Viajé a mi país natal, Venezuela, por una emergencia. Cuando sostuve el boleto en mis manos, me emocioné, pero también sentí miedo. Las últimas noticias mostraban un panorama de guerra, de una espera por la definitiva libertad de un país que sangra. Mi miedo era lógico, pero tenía que viajar. Me monté en el avión el 13 de febrero del 2019, con una sensación extraña en el pecho y las ganas de bajarme porque siempre le he tenido terror a los aviones. Llevaba a Julio Ramón Ribeyro conmigo, así que el viaje no estuvo tan mal. Llegué al aeropuerto de Maiquetía como a las dos de la tarde. Solo íbamos 15 personas. La última vez que viajé a Venezuela fue en el 2015. Ya podrán imaginar el cambio que me perturbó. Las emociones que me sucumbieron cuando caminé por ese largo pasillo hacia la salida. ¿Y que fue lo primero que contemplé?

El vacío.

Sí, vacío y silencio. Mientras caminaba, solo veía a los funcionarios del aeropuerto. Un militar sentado en un escritorio cerca de migración y otro hablando entre risas con una señora alta y morena. Empecé a caminar con más rapidez porque uno escucha cada experiencia de terror que han vivido algunos pasajeros, que es mejor no mirar a nadie y seguir hacia la salida. Caminé y caminé. Me pareció un lugar infinito y abandonado. No es ni la sombra de lo que era antes, cuando viajaba en navidad a ver a mi familia y se hacían largas colas. Todo eso es apenas un recuerdo rasgado en algún lugar de mi memoria.

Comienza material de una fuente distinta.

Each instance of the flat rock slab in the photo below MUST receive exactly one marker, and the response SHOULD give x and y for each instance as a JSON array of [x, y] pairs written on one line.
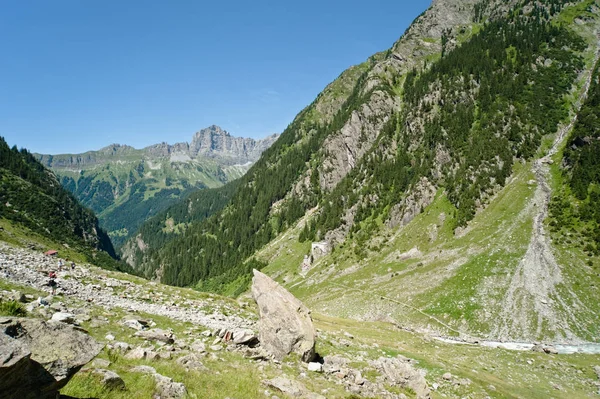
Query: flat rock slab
[[38, 358], [285, 324], [156, 334]]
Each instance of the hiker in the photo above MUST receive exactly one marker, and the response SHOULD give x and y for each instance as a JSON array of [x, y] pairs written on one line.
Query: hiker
[[52, 282]]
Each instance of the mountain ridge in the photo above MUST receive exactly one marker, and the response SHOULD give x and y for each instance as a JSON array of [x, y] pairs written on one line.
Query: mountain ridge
[[125, 186], [444, 120], [213, 142]]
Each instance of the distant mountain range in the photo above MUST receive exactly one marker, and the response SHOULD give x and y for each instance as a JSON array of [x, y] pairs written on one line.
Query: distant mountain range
[[124, 186], [450, 183], [32, 200]]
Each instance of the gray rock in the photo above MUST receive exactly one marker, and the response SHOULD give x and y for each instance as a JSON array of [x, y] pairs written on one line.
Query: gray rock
[[132, 323], [110, 379], [166, 388], [63, 317], [198, 346], [245, 338], [314, 366], [191, 362], [156, 334], [121, 346], [285, 324], [400, 371], [137, 354], [334, 363], [143, 369], [100, 363], [291, 388], [38, 358]]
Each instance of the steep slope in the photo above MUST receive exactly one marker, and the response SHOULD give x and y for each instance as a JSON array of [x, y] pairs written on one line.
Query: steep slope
[[500, 277], [442, 123], [125, 186], [32, 197], [169, 224]]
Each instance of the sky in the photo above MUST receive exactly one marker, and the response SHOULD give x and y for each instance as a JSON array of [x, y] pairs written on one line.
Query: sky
[[79, 75]]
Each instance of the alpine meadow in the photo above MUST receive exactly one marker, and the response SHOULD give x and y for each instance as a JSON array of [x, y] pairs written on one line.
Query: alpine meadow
[[428, 227]]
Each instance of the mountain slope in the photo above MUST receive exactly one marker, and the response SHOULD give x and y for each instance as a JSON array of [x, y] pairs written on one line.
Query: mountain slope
[[125, 186], [32, 197], [442, 123]]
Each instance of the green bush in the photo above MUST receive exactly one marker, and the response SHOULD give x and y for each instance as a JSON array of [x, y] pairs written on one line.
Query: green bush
[[12, 308]]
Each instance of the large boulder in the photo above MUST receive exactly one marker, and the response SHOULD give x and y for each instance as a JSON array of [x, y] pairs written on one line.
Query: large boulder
[[38, 358], [285, 324]]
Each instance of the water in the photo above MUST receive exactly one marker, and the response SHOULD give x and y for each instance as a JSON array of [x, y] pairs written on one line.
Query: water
[[589, 348]]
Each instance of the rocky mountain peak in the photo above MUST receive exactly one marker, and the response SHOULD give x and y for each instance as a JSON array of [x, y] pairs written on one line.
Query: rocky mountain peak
[[214, 141]]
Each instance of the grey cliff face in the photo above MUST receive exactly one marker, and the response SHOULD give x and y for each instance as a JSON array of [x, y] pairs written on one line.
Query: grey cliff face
[[216, 142], [212, 142]]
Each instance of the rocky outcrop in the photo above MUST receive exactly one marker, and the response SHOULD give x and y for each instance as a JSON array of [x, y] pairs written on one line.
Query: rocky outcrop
[[285, 325], [347, 148], [212, 142], [400, 372], [216, 142], [38, 358]]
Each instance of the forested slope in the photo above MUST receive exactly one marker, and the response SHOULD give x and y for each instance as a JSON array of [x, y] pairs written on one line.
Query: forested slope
[[31, 196], [471, 88]]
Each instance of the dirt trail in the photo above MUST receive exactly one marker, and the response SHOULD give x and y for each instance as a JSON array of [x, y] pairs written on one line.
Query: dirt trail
[[91, 286], [533, 302]]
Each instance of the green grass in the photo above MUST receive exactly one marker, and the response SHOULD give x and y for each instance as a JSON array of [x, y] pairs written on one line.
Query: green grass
[[12, 308]]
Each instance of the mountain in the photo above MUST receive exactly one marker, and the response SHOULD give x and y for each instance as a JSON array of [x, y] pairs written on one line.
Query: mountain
[[448, 183], [124, 186], [32, 198]]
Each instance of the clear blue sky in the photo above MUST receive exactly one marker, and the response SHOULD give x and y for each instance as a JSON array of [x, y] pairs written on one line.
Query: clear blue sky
[[77, 75]]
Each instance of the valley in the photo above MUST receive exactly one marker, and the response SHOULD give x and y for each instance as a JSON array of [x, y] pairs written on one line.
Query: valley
[[125, 186], [428, 227]]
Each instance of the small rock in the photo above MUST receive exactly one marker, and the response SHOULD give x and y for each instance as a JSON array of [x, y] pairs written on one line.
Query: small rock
[[110, 379], [315, 366], [121, 346], [198, 346], [191, 362], [156, 334], [166, 388], [244, 338], [62, 317], [132, 323], [136, 354], [143, 369], [100, 363]]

Antes de salir para encontrarme con mi cuñado, pasé mis maletas por ese detector de seguridad  que uno pasa antes de salir. No sé cómo se llama. La mujer que veía en la pantalla todo lo que llevaba (productos de higiene que ya no existen en mi país, ropa que mi familia ya no se puede comprar, zapatos que hace años no estrenan, medicamentos, ropa interior, mis pertenencias), me preguntó si viajaba sola. Volví a sentir miedo, entonces me incliné para recoger mis maletas. Ya saben, he escuchado muchas cosas y estaba viajando sola. Era un blanco muy fácil. Dije “ajá” y salí casi corriendo. Detrás no venía nadie más. La soledad se cernió detrás de mí.

Ver la ciudad de Caracas tan apagada fue un choque.  Nací en Barquisimeto, pero pasé unas dos veces por Caracas y no me gustó mucho. No me gustaba porque era muy ruidosa y las personas siempre estaban apresuradas, se chocaban entre ellas, el tráfico era una locura. Provengo de una ciudad muy tranquila y silenciosa, no se hacían largas colas y las personas iban a un paso a la vez. Esa tranquilidad me reconfortaba, por lo que es normal que una ciudad ruidosa sea un choque para mí. Pero la Caracas de ahora ya no es ruidosa. Las calles se veían desoladas (a pesar de que apenas eran las dos de la tarde) y el desgaste en los caraqueños se reflejaba en sus rostros surcados por el cansancio emocional. Pude ver a varios niños y adultos buscando entre la basura, a personas vestidas con ropa desgastada, vieja y sucia. Las casas no habían sido pintadas en años. Los venezolanos, estando en esta situación de crisis, prefieren comer que comprar un pote de pintura.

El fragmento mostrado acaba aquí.